2, and read this before you comment: This post involves a subject which is very easily politicised. I have no interest in either engaging in or hosting a political discussion, as we all know that all such discussions in the blogosphere inevitably and quickly descend into a childish trollfest. Any and all political speech, regardless of the point of view expressed, will be removed from any comments that may be posted here, and comments that are of a purely political nature will be deleted. Repeat offenders will be marked as spam and banned. Keep your comments to the subjects of bilingual education and the preservation of local languages and dialects. This post is categorised, after all, as ‘Chinese study’ because it is written purely out of linguistic interest and a desire to further my own (and if I may allow myself the conceit, perhaps a few other people’s) knowledge of China’s languages and dialects. No further warning will be issued, and no appeals will be entertained for even the most fleeting of moments.

About the Author

wangbo

A Kiwi teaching English to oil workers in Beijing, studying Chinese in my spare time, married to a beautiful Beijing lass, consuming vast quantities of green tea (usually Xihu Longjing/西湖龙井, if that means anything to you), eating good food (except for when I cook), missing good Kiwi ale, breathing smog, generally living as best I can outside Godzone and having a good time of it.

5 thoughts on “bilingualism, dialects

  1. Very interesting post.
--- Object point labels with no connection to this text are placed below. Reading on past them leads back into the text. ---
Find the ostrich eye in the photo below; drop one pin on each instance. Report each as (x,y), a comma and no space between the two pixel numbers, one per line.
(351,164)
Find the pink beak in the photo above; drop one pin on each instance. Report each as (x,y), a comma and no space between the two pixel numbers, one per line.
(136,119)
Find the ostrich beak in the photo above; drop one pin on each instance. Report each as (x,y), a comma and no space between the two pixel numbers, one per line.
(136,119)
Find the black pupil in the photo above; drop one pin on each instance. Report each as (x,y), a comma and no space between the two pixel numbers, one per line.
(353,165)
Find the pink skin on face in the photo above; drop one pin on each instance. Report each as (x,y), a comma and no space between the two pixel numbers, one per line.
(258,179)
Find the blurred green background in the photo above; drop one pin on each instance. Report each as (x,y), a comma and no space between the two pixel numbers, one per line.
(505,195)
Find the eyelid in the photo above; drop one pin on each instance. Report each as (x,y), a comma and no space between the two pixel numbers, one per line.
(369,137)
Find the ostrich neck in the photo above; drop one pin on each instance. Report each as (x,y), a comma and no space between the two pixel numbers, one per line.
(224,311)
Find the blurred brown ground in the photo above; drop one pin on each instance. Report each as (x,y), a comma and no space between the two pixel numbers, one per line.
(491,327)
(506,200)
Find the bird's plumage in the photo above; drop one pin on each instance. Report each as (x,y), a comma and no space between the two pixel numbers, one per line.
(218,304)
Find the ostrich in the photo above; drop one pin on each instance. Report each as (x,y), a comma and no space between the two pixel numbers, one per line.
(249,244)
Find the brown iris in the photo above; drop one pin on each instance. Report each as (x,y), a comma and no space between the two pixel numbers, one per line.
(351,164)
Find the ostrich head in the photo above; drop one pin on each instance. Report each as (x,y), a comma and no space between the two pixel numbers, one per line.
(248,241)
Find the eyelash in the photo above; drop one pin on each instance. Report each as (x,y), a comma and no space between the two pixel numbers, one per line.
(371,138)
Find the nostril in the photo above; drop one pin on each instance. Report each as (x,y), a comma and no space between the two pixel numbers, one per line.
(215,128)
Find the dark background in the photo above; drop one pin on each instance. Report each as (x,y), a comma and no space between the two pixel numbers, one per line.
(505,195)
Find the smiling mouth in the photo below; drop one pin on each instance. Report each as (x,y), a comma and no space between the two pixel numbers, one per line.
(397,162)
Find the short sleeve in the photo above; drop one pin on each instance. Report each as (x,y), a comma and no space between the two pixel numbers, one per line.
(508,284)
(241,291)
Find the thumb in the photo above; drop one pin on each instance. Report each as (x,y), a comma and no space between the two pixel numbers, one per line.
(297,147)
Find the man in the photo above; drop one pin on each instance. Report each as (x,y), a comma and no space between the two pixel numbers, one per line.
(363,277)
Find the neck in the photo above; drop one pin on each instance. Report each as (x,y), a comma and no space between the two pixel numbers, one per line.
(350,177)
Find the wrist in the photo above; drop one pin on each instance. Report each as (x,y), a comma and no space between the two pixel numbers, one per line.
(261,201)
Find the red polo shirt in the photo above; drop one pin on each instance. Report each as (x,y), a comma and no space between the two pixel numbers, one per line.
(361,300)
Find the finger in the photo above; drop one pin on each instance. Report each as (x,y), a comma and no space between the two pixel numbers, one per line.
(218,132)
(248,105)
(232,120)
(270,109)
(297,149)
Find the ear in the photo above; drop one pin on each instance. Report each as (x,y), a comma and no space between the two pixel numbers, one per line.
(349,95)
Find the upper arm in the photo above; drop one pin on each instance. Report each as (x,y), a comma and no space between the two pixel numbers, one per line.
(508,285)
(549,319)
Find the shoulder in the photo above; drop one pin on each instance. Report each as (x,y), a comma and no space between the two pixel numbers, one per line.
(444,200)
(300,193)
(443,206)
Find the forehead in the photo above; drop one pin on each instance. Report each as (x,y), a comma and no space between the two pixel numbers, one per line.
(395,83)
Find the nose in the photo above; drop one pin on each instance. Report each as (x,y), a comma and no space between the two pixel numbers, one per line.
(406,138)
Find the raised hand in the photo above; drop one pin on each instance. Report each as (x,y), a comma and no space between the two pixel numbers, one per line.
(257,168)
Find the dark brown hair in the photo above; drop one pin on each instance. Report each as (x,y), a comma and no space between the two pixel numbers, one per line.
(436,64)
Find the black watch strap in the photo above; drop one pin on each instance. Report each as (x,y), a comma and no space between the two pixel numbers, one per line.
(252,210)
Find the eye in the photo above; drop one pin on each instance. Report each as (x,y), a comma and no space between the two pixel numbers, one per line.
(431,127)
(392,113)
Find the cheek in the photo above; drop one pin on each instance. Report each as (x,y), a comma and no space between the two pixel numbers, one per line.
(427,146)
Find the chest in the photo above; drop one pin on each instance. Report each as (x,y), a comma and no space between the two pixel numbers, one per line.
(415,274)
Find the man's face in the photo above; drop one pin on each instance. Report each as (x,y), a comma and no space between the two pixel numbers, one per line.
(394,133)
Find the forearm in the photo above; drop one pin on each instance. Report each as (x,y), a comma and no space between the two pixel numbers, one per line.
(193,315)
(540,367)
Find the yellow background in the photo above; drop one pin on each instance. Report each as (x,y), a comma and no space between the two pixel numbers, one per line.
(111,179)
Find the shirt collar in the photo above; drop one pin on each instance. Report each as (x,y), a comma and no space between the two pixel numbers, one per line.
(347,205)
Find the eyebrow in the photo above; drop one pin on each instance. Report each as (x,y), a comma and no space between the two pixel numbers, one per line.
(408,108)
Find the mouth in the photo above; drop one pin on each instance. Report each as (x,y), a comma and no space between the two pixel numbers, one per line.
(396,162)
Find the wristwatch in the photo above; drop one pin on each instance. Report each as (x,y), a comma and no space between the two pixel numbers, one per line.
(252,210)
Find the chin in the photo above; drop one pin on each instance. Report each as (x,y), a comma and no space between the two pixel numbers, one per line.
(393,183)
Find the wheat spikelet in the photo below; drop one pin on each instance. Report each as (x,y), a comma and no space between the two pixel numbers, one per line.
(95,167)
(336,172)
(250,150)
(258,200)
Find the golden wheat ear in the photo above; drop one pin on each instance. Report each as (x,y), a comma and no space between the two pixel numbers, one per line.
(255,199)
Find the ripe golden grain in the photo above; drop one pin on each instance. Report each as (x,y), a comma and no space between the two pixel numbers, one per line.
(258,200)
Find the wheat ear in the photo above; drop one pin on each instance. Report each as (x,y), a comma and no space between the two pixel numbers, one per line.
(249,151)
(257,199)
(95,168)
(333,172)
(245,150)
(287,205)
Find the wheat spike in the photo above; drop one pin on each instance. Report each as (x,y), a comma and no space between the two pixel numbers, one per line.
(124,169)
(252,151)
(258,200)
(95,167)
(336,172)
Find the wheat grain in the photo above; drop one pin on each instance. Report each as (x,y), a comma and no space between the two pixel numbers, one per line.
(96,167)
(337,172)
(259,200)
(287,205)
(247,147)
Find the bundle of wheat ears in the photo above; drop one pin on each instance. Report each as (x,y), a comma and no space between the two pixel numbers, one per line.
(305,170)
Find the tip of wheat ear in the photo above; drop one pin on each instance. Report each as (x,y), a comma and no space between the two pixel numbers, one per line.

It reminds me of how Chinese immigrants in America either refuse to speak to their kids in Chinese, so as to improve their English and their kids’ English for a better future, or only speak to their kids in Chinese but not teaching them written Chinese. I grew up speaking Chinese at home and learning English in school, which resulted in my fifth grade Chinese reading level (after intensive college study). Learning Chinese dialects is pretty much impossible in this case. Most of the people I know whose parents speak a dialect either cannot speak it themselves, understand it perfectly (this is my case), or know only rudimentary words. Since the official Chinese language is Mandarin, that’s what’s taught in Chinese schools here and that’s what spoken to others (Cantonese being an exception).

  2. Thanks for the comment, Louisa. I’ve met a wide variety of children of immigrants, from those who speak at most a phrase or two of their parents’ mother tongues to those who speak fluent Mandarin with a strong Taiwan accent, but are completely illiterate. I can understand the difficulties of maintaining ancestral languages and dialects in the diaspora, but here in China I have students who tell me their parents never taught them their local language or dialect, and they simply don’t know why. Sometimes it does seem as if Mandarin is overtaking the world – or the Chinese-speaking portion of it, anyway.